Monday, 27 November 2006 / Published in Caru Das, Events / 4,414 views

By Caru Das

Landmark Wedding

Yesterday’s wedding between Mikela (Boothe) and Justin (Hanks) was the biggest we’ve ever had here in the temple. Both families have been well established in Spanish Fork for a long time. Mikela’s father (Mike) and Uncle (Steve) own Boothe’s Music Store on Main St. Justin and his mother Cary run Cary’s Florals, also on Main St.

There were 200 people, almost exclusively westerners, at the ceremony (11 am), and then a couple hundred more came by for the reception between 1 pm and 3 pm. At the beginning of the ceremony, during my introduction to the vivaha samskara (marriage ceremony), I asked for a show of hands who was coming to the temple for the first time – about 60 per cent.

For the last two weeks Justin and Mikela’s friends have been patronizing the gift store for kurtas, sarees, and salva kameez. While the older generation were in suits and ties the younger tended to wear the Indian style clothes. Mikela’s mother Louella donned a saree, in which she looked great, and enthusiastically performed her duties just as well as any Indian mother of the bride. Thus also did Mike, her father. Mike has been a bishop in the LDS Church and performed many weddings himself. I could tell during the 60 minute ceremony he took a lot of interest in the details.

Justin and Mikela themselves appeared like an Indian prince and princess. Justin ordered his kurta directly from India. I believe it cost $ 165.00. Mikela’s saree was stunning as was her jewelry (courtesy of Pragna) and elaborate henna (Priya Mahajan took five 1/2 hours to apply it last Thursday)

Cary stayed up until midnight the night before stringing flower garlands at her shop and arrived at 7 am wedding day to decorate the temple. The results were huge flower vases on the altar, at each corner of the mandap, and strings of fresh carnations and roses hung on all four sides of the mandap. The beauty and aroma were intoxicating.

The crowd was great. I was coaching them to say “Jai” (Victory) at certain points during the ceremony: for instance when Mikela selected Justin with the garland – “Jai Mala”. I did not have to ask them to practice a second time because they got it loud and clear the first time, and lustily did so whenever cued during the ceremony. They also did a resonant job saying. “Om Shanti, shantih shantih,” whenever asked. When we gave blessings to the couple, they all extended their right palms and repeated the Sanskrit right after me. “Pusti (nourishment), Tusti (satisfaction), Aisvarya (prosperity), Ayusha (long life), Shanti (peace), Vighna Nasam (overcome obstacles), Vrdha (progress) and Mangal Karma (good works).

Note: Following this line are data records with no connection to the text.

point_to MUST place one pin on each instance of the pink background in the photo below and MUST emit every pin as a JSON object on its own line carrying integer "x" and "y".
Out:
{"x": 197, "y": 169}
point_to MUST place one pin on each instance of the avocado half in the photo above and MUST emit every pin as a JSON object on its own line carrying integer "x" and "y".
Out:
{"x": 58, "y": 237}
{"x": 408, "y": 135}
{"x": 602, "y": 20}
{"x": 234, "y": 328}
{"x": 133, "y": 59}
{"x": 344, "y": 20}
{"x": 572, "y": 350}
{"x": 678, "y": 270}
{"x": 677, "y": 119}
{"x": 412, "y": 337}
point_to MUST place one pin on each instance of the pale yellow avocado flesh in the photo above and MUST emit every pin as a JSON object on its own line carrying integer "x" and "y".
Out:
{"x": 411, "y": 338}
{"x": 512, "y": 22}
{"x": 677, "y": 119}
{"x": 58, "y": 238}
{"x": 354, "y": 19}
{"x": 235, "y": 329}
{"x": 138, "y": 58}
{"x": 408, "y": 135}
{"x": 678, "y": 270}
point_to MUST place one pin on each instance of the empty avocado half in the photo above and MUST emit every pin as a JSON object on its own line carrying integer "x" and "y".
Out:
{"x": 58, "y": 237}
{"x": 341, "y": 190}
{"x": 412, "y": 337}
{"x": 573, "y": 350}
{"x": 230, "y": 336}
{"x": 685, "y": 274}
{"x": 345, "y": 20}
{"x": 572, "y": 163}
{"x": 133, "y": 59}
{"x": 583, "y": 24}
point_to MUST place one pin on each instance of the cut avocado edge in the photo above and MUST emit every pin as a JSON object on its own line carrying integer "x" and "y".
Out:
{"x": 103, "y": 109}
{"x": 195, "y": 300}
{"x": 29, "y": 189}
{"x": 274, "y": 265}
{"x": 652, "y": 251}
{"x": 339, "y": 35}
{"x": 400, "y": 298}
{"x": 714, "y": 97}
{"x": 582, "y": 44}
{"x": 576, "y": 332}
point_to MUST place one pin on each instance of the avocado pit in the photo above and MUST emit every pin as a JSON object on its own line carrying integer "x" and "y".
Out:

At intervals during the ceremony, when I was chanting the Sanskrit extensively, we had live kirtan provided by Jai Krishna, Zachary, Gerald with his harp, Blake, Seema, Justin, Henriett, Alanath and Sandhya. The divine chanting wove in and out of the whole ceremony, and after the wedding was over, continued upstairs for another half hour after the guests filtered downstairs for prasadam.

Downstairs for all to partake there was yellow rice pilau with mixed vegetables and raisins, blueberry hallava, HOME MADE papadams (thanks to Nirmala Patel), peas and potatoes with cheese, mataar alou paneer, a huge ginger cream wedding cake made by Louella, mango lemon lassis, and lots of sweets. From 12:30 pm until 3 pm the Govinda’s Buffet was packed with guests enjoying the prasadam. It was a labor of love to keep the prasadam trays filled as they so quickly emptied, to keep the drinks flowing, the wedding cake cut and served, utensil trays and napkins refilled, trash bins emptied, etc.


Many, many compliments were tendered on the music, the Sanskrit, the beauty of the ceremony and its informative English explanations, the food, the architecture, flowers, and overall transcendent atmosphere of the temple.

For Vaibhavi and I this was a landmark day. Thanks to Justin and Mikela, and Cary, their connections in the community, their energy and enthusiasm to share, we tasted one very sweet fruit of 20 years habitation in Spanish Fork, the “Livestock Capital of Utah County”.